The moral is, sometimes an incident like this can turn into a group of individuals who are blaming everyone else, or it can turn a group into a team where everyone is sharing responsibility. In this case it was it was the latter and I’m quite pleased.

Mistakes were made

I generally avoid Reddit, I figure I have enough things in my life sucking my time. But from time to time one link comes across my screen that I find interesting. This is one of them.

The user accidentally deleted a production database. Now, I think we can all agree that deleting a database in production is a “bad thing”. But, whose fault is this really?

Yes, one could argue the employee should have been more careful, but, let’s backup.

The respondents in the thread raise several good points.

  • Why were the values in the documentation ones that pointed to a LIVE, production database? Why not point to a dev copy or even better yet, one that doesn’t really exist. They expect the person to update/change the parameters anyway, so worst case if they put in the fake ones in is, nothing happens.
  • Why didn’t Production have backups? This is a completely separate question, but a very important one!
  • Why fire him? As many pointed out, he had just learned a VERY valuable lesson, and taught the company a very valuable lesson too!

I’ll admit, I’d something similar in my career at one of my employers. Except I wasn’t an intern, I was the Director of IT, and my goal in fact WAS to do something on the live database. The mistake I made was a minor one in execution (reversed the direction of an arrow on the GUI before hitting the Execute button) but disastrous in terms of impact. And of course there wasn’t a recent enough backup.

I wasn’t fired for that.  I did develop and enforce our change control documents after that and always ensured, as much as possible that we had adequate backups. (Later in a my career, a larger, bigger muckup did get me… “given the opportunities to apply my skills elsewhere”, but there were other factors involved and I arguably wasn’t fired JUST for the initial issue.)

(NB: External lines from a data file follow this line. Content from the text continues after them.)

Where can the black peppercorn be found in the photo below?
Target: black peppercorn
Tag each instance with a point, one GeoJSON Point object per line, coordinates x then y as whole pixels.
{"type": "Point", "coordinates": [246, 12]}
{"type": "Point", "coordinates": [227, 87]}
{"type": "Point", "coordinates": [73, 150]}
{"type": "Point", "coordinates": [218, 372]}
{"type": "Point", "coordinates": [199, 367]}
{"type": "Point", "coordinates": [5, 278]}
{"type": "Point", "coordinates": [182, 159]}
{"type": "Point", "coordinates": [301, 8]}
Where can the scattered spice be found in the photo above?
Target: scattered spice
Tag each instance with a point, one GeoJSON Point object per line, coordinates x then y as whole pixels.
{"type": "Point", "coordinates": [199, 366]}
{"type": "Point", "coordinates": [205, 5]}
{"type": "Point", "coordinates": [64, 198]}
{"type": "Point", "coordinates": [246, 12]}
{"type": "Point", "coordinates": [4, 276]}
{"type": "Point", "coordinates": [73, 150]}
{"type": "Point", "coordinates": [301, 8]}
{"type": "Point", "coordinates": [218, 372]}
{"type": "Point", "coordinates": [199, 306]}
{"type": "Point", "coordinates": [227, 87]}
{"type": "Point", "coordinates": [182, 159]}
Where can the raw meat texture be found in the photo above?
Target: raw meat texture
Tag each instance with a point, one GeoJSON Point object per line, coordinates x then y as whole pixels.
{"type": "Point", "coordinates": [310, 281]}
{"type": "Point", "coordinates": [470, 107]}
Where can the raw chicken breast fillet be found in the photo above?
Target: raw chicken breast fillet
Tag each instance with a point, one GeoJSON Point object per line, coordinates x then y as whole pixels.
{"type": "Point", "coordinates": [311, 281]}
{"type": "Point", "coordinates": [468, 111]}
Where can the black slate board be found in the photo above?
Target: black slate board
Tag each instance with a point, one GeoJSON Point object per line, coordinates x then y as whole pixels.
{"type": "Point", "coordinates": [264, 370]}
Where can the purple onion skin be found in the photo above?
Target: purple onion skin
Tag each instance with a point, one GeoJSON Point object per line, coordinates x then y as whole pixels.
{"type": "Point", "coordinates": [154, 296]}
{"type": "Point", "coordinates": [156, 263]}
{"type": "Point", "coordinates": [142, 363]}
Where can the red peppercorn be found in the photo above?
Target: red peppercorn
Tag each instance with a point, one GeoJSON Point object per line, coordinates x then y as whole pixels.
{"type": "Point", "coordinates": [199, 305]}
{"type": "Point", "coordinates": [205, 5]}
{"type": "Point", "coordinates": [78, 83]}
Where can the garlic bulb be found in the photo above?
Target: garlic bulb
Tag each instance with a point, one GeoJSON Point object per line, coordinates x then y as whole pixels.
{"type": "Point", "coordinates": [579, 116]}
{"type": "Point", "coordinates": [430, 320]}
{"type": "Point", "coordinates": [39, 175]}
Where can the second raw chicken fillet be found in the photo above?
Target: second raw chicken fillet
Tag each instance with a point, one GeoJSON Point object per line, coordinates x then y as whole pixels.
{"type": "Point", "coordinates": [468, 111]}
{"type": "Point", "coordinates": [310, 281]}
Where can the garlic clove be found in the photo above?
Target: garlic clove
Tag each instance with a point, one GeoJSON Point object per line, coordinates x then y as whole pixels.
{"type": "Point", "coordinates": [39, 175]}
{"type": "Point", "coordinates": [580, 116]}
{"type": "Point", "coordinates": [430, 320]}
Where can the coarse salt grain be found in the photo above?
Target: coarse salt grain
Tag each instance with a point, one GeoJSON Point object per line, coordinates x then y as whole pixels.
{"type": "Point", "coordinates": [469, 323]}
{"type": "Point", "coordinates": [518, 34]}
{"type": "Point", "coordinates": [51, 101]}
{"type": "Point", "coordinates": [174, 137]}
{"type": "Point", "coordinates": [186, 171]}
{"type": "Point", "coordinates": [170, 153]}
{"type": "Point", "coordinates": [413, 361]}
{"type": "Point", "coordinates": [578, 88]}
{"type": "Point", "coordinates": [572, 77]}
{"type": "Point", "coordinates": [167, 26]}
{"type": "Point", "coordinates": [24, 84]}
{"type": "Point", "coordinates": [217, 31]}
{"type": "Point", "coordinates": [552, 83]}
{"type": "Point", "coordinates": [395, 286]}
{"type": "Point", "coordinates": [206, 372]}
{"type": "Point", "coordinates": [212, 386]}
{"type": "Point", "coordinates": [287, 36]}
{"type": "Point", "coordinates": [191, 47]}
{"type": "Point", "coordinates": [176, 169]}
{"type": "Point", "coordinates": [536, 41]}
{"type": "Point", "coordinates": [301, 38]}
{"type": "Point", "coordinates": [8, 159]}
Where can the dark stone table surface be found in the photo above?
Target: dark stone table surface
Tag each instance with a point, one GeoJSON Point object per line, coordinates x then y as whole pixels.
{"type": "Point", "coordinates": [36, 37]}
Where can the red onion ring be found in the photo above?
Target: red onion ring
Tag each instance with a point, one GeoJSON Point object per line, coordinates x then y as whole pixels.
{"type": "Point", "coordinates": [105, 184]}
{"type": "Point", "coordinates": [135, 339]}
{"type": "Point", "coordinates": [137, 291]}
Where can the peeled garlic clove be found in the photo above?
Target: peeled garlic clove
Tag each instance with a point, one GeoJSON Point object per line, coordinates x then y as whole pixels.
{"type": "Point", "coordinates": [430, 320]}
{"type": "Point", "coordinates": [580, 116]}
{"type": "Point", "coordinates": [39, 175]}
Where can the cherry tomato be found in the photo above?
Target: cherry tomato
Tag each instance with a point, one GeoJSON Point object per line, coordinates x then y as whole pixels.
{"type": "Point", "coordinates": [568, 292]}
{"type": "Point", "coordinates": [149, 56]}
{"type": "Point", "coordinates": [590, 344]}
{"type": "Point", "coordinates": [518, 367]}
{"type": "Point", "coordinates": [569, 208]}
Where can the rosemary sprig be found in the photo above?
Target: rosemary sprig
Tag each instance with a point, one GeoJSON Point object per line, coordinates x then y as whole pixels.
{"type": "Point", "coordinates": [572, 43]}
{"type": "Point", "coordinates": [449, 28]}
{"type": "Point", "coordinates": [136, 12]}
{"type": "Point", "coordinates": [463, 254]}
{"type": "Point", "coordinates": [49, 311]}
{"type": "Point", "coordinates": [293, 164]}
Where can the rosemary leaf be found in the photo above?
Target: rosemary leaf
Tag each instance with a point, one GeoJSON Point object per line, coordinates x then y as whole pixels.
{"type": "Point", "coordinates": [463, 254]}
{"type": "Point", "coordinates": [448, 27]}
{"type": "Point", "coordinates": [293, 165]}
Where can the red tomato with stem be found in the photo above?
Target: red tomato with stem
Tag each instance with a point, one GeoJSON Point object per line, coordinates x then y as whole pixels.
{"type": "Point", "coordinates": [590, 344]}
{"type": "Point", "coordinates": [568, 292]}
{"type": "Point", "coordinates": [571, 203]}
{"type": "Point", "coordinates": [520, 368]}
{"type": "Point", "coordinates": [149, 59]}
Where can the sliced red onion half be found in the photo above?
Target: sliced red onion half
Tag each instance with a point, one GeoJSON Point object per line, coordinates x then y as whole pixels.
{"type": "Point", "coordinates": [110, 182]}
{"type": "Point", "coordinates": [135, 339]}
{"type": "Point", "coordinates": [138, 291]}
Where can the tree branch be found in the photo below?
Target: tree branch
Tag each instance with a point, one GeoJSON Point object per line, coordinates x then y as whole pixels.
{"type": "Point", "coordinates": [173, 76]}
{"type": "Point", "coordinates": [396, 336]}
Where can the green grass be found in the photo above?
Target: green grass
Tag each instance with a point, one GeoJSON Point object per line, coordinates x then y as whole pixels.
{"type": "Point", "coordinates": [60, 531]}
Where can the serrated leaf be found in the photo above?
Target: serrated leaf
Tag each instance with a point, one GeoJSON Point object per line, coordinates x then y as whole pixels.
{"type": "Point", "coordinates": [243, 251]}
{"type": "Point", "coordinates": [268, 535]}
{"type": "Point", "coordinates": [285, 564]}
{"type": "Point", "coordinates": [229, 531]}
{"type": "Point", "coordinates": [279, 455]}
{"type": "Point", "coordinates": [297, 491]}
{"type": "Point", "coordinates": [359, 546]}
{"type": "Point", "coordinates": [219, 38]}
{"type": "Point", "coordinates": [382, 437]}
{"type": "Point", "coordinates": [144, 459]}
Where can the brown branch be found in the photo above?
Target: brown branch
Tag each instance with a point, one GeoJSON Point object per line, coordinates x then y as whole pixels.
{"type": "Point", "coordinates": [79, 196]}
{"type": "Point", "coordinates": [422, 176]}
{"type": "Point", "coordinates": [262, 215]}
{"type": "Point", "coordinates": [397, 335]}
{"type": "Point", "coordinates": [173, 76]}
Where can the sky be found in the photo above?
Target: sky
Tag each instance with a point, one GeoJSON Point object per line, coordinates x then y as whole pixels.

As the Director of IT, I made a point of telling my employees that story. And I explained to them, that I expected them to make mistakes. If they didn’t they probably weren’t trying hard enough. But I told them the two things that I wouldn’t accept would be lying about a mistake (trying to cover it up, or blame others, etc) and repeatedly making the same mistake.

I wrote in an earlier post that mistakes were avoidable. But as I pointed out, it’s actually more complex than that. Some mistakes are avoidable. Or, at least they can be managed. For example, it is unfortunately likely that at some point, someone, somewhere, will munge production data.  Perhaps they won’t delete it all, or perhaps they’ll do a make a White Ford Taurus type mistake, but it will happen.  So you have safeguards in place. First, limit the number of people in a position to make such a mistake. Second, have adequate backups. There’s probably other steps you can do to reduce the chance of error and mitigate it when it does eventually happen. Work on those.

But don’t fire the person who just learned a valuable lesson. They’re the one that is least likely to make that mistake again.  Me, I’d probably fire the CTO for not having backups and for having production values in documentation like that AND for firing the new guy.